That stupid plank in my eye! Just when I am getting my “high and mighty” on, it shows up. This plank totally messes me up by reminding me that I am no better than the next person. The plank is a humble reminder of my fragile and so often weak spiritual nature.
That doesn’t mean that I can’t get angry at unkind and unchristian actions and attitudes. As a pastor, I have been asked to mediate disputes between other Christians. Often in the mediations I find that hurtful and unkind things have been said by one or all of the parties involved. These are not words that reflect the nature and spirit of Christ. What angers me the most is that these hurtful words and actions are cleverly disguised to look like Christian love but tear the flesh like a ravenous wolf. This makes me angry, and appropriately so.
Anger can be right and justifiable because sin and unrighteous actions are wrong. Here is where the rubber meets the road or the plank gets in the eye. I easily go into a fight fire with fire mode. I get angry. I get forceful. I get “high and mighty.” However, I am not given permission to act as one who is superior to anyone else. There is no allowance for me to execute punishment that is more severe or less grace-filled than what I received. My actions and attitudes must reflect Christ. These actions should move towards redemption and restoration.
The plank reminds me that I am no better than the person at whom I am angry. The plank reminds me that I was forgiven, loved, and given grace even though I’ve used hateful and angry words. The plank reminds me that I have been forgiven an unforgiveable debt.
My problem is that punishment and retribution come easily for me. They are my autopilot reactions. They come as easily as breathing. I can execute them perfectly with no planning at all. Despite the ease with which I execute these things, I do not believe this is Jesus wants me to live. If I am going to carry the name of Christ, I must change my unthinking actions. I must admit my need for the Holy Spirit’s strength and empowerment.

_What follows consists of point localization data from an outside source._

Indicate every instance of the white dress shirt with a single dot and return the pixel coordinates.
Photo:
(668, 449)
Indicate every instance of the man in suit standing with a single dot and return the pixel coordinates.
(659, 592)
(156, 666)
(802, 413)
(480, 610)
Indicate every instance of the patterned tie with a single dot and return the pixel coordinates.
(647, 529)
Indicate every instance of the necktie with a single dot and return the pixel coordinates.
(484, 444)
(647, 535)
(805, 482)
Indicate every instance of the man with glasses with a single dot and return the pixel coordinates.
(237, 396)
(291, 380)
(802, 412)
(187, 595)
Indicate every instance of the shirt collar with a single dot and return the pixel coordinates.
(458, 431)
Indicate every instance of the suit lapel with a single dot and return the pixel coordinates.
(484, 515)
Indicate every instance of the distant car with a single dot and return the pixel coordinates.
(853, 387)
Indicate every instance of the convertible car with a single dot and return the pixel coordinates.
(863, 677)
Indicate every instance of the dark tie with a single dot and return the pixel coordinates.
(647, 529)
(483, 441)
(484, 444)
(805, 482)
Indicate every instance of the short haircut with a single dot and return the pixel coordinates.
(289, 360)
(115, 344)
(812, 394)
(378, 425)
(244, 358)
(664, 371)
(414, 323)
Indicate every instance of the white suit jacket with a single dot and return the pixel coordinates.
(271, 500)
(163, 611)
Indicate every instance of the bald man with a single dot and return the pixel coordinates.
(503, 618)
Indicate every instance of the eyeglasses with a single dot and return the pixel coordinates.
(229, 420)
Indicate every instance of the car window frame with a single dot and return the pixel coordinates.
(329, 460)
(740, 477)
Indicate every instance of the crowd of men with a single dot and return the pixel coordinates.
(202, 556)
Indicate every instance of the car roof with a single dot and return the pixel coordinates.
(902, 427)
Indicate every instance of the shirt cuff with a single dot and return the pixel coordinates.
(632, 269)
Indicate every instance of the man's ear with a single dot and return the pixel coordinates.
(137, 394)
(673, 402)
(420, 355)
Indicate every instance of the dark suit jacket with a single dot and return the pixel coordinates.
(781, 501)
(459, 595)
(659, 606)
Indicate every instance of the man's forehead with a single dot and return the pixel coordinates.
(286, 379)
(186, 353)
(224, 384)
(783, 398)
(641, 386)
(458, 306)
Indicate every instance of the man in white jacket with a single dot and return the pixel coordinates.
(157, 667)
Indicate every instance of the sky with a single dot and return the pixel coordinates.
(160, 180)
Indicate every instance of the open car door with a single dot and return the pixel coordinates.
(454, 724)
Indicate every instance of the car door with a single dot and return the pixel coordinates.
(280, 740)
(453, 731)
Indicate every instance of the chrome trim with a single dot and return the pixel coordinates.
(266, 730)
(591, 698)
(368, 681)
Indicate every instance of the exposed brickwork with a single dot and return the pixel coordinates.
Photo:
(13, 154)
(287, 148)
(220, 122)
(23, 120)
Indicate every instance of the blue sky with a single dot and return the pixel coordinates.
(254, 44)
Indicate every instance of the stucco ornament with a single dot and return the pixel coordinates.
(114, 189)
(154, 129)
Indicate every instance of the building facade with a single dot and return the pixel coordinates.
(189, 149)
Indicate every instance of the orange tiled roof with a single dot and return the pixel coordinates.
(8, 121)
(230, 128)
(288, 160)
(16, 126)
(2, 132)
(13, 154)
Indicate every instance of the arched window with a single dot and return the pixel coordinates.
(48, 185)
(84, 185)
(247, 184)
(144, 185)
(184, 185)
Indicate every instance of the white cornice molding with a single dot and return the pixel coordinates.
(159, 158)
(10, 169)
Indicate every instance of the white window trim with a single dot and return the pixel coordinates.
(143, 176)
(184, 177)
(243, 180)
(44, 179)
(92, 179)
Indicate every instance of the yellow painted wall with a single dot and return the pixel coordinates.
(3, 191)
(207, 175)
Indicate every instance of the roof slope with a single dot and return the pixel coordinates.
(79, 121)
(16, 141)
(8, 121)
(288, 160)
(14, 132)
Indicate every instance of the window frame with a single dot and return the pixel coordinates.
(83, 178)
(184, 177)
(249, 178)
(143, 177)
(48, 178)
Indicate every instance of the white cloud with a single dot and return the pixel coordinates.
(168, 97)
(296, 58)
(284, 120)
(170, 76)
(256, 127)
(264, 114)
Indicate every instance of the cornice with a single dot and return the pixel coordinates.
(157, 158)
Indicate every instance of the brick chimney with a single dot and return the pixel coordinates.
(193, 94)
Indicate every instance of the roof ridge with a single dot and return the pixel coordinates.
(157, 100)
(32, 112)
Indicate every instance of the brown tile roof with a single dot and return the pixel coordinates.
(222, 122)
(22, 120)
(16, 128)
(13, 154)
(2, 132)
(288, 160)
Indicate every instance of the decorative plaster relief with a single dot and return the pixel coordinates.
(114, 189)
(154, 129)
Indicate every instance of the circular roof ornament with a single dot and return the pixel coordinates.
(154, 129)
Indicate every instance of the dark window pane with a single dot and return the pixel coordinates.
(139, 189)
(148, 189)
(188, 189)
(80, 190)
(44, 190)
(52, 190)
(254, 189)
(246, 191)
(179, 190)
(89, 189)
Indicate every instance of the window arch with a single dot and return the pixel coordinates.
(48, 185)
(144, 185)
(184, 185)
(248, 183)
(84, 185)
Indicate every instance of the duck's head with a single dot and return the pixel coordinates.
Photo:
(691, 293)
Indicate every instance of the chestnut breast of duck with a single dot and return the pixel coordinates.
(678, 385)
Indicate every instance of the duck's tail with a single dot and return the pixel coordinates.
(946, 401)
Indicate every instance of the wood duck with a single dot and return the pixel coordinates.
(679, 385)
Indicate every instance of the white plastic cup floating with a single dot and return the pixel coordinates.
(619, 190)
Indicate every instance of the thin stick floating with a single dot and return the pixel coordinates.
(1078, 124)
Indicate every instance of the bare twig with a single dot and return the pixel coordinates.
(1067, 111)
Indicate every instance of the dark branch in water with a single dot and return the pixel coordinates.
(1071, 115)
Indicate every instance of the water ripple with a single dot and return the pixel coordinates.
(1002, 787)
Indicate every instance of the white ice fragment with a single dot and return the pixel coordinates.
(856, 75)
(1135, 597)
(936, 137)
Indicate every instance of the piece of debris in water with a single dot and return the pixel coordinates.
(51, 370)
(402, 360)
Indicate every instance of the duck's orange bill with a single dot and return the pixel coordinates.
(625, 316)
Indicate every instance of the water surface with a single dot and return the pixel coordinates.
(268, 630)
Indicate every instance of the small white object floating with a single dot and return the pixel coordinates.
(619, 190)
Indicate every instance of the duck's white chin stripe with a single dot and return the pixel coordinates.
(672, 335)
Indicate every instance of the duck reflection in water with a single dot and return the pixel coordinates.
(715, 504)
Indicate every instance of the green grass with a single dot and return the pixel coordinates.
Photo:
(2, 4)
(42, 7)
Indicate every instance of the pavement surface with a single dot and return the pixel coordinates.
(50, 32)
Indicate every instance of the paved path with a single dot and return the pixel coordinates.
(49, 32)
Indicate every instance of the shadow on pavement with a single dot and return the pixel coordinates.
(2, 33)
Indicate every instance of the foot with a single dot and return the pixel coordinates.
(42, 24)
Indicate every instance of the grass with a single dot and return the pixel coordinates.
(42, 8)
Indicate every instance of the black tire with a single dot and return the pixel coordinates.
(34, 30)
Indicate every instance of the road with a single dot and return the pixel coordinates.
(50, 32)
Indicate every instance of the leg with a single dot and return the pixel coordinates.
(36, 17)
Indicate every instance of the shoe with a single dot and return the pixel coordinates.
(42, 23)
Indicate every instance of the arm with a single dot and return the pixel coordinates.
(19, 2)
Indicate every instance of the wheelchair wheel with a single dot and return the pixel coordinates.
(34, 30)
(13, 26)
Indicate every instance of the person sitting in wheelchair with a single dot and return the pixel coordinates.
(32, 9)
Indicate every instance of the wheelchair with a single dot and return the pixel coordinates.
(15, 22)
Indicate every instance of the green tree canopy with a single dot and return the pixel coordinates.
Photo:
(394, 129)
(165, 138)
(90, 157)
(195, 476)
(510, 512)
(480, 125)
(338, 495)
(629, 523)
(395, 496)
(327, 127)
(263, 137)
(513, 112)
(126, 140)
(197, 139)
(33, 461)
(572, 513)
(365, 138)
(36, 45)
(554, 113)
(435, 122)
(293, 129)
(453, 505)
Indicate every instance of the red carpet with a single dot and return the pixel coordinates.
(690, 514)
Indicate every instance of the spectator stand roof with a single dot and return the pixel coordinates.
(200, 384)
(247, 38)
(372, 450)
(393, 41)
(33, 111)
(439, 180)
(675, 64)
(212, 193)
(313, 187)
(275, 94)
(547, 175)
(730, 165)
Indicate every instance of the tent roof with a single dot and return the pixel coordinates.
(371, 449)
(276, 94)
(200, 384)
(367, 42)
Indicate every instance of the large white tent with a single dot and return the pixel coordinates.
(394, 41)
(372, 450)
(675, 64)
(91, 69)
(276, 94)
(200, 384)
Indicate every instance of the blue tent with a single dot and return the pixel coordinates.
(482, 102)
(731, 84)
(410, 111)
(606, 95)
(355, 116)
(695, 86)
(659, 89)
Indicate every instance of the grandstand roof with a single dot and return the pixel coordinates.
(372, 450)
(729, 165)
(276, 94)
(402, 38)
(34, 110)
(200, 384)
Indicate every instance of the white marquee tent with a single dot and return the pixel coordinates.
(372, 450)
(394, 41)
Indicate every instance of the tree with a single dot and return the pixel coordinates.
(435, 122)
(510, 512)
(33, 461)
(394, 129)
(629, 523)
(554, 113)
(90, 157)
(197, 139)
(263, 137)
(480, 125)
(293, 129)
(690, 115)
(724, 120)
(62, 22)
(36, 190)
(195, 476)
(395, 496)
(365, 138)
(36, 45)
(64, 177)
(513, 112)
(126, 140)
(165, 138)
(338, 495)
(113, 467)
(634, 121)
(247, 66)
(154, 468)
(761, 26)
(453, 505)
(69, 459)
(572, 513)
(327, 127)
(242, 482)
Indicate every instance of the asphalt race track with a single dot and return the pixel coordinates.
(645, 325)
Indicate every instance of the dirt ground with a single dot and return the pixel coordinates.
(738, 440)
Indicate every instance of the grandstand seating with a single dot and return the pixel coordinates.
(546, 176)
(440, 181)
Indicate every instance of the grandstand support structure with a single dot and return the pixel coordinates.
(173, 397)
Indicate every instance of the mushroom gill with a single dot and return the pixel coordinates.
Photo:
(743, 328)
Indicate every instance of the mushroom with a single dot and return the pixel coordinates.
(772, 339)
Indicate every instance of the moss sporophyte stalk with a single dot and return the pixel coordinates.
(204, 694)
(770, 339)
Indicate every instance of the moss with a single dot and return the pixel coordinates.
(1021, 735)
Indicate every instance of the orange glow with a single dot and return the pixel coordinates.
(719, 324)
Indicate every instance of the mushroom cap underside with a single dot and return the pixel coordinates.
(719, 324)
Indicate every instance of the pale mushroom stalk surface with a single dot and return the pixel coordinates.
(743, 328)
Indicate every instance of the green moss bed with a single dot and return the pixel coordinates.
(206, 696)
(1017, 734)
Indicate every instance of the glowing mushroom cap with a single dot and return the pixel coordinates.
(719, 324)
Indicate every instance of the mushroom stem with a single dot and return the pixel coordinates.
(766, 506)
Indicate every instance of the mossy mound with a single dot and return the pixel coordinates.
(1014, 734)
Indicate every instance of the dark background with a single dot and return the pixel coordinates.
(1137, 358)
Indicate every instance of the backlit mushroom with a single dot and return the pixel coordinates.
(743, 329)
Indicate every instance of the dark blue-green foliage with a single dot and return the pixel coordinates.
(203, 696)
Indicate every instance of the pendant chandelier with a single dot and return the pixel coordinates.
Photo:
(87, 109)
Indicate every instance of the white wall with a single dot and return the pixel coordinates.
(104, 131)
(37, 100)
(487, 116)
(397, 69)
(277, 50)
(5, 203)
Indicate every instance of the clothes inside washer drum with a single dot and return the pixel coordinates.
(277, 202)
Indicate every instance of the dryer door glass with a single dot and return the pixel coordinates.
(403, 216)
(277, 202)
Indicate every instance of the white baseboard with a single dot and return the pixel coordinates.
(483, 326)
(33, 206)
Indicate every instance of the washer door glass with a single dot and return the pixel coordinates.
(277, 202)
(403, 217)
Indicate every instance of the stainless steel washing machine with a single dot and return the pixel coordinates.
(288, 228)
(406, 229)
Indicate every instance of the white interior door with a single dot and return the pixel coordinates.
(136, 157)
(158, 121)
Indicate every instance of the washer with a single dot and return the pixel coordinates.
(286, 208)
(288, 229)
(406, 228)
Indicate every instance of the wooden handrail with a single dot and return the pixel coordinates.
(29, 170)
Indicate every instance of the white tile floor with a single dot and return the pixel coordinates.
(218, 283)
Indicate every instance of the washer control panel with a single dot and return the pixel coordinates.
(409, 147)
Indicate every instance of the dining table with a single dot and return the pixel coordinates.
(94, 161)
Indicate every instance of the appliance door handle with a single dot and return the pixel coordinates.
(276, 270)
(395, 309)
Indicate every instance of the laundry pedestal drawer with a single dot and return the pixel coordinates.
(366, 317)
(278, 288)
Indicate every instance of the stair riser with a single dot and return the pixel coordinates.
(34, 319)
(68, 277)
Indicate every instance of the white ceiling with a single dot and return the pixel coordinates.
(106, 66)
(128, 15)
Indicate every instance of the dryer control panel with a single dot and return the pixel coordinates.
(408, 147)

With the Holy Spirit’s prodding, I will look at my neighbor as if it were me. And I know me, I don’t respond well to yelling and name calling.
You may ask what to do if they continue to act in ungracious, mean, and hurtful ways. I think I think that that is what it means to ask someone to leave the fellowship. I would remind them that the door for return is always open and that we are always ready and willing to forgive. So, should they decide that they have erred and ask for forgiveness, they will receive it.
Forgive me my sins as I have forgiven others. Help me to love people the way you have loved me.